Егорка Савушкнн жевал смородиновый лист. Сорвал, сунул в рот и вот морщится, щурится — ждёт, сам разговор первым никогда не начинает.

— Ну как, вернула вам плотина артельных лошадей? — спросил Вахрамеев.

— Да вроде, — кивнул Савушкнн. — Только не все повертались. Мы вот с Терехой да Васькой, значица, ишо поработаем. Однако до зимы, до первой пороши.

— Глядите, проклянут вас, старики. За непослушание анафеме предадут, — усмехнулся Вахрамеев.

— Ничаво! — поскрёб бороду Егорша. — Мы ведь из артели не выходим, А что работаем, так деньги надобны, ребятишек одеть-обуть. У меня вон их четверо, а у Терехи — пять огольцов по давкам сидят.

Они прилегли на кюветный пригорок, а китаец расположился по ту сторону дороги на тёплом плоском камне, подвернув под себя ноги, и выставив подошвы хромовых сапожек-ичигов. (Прямо детская нога! — удивился Вахрамеев. Никак не больше тридцать пятого размера.) "Коробейник-ходя" нюхал табак и явно давал понять, что в разговоре не участвует.

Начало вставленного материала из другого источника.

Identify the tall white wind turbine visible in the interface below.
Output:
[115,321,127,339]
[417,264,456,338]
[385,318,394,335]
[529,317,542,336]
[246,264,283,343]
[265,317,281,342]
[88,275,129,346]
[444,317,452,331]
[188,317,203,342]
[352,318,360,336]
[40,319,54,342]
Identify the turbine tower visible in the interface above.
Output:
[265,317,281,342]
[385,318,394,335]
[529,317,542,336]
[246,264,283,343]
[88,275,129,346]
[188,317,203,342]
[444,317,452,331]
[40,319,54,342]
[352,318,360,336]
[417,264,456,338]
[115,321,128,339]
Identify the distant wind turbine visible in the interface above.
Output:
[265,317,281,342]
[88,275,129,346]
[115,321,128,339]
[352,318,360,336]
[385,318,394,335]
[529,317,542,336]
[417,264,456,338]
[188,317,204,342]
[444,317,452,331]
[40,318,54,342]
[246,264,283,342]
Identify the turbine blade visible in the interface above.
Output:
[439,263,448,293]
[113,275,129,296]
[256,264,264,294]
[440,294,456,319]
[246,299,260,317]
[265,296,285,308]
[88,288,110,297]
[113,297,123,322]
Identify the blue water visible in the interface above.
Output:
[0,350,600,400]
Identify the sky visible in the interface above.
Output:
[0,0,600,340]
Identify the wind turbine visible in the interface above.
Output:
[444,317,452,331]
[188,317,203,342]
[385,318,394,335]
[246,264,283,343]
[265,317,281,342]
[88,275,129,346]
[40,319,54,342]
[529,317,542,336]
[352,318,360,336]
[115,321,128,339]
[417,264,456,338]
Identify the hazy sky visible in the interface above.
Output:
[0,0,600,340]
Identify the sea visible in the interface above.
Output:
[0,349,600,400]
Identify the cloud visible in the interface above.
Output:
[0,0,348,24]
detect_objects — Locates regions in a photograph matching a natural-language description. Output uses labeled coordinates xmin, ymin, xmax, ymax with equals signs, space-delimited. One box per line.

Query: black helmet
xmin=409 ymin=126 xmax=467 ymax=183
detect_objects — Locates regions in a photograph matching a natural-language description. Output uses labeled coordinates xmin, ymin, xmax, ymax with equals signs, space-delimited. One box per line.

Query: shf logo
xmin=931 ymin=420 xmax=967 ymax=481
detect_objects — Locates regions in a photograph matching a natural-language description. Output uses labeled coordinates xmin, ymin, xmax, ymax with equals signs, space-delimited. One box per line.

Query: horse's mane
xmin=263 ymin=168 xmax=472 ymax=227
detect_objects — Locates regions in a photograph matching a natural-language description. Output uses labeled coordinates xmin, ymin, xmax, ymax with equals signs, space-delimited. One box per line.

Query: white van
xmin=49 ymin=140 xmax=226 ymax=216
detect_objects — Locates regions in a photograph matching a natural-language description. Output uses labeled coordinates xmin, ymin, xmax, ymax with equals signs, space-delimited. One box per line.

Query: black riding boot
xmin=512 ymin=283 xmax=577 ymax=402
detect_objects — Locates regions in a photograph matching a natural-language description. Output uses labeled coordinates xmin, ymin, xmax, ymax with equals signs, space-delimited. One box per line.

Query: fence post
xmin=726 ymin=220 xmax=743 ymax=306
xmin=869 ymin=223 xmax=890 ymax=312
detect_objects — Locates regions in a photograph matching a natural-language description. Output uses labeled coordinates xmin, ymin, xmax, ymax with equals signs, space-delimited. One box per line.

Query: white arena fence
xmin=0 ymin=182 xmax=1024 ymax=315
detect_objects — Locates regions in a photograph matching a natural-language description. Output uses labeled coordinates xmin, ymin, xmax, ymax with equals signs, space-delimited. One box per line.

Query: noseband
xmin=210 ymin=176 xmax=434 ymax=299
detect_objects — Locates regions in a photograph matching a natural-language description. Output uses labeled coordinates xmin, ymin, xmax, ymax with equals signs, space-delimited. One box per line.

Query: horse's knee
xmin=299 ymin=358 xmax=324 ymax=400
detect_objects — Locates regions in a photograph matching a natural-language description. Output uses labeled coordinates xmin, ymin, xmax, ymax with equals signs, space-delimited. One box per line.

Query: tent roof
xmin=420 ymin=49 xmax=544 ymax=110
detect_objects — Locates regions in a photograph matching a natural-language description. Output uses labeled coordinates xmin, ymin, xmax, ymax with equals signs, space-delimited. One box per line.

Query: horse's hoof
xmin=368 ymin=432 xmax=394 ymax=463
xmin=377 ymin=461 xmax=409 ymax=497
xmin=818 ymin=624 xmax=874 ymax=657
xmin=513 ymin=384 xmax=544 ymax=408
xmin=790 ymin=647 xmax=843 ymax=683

— Давай, выкладывай, с чем пришли, — сказал Вахрамеев Егорше. (А то будет сидеть, листья жевать да губы облизывать).

— Неладно в Кержацкой Пади складывается. Неладно, Кольша… — Савушкнн выплюнул зелёную жвачку, сорвал новый лист, растёр в ладонях и сунул в рот. Вахрамеев вспомнил школьное Егоркино прозвище и рассмеялся: отец четырёх детей, а так и остался "Верблюдом" — вечно жуёт и плюётся.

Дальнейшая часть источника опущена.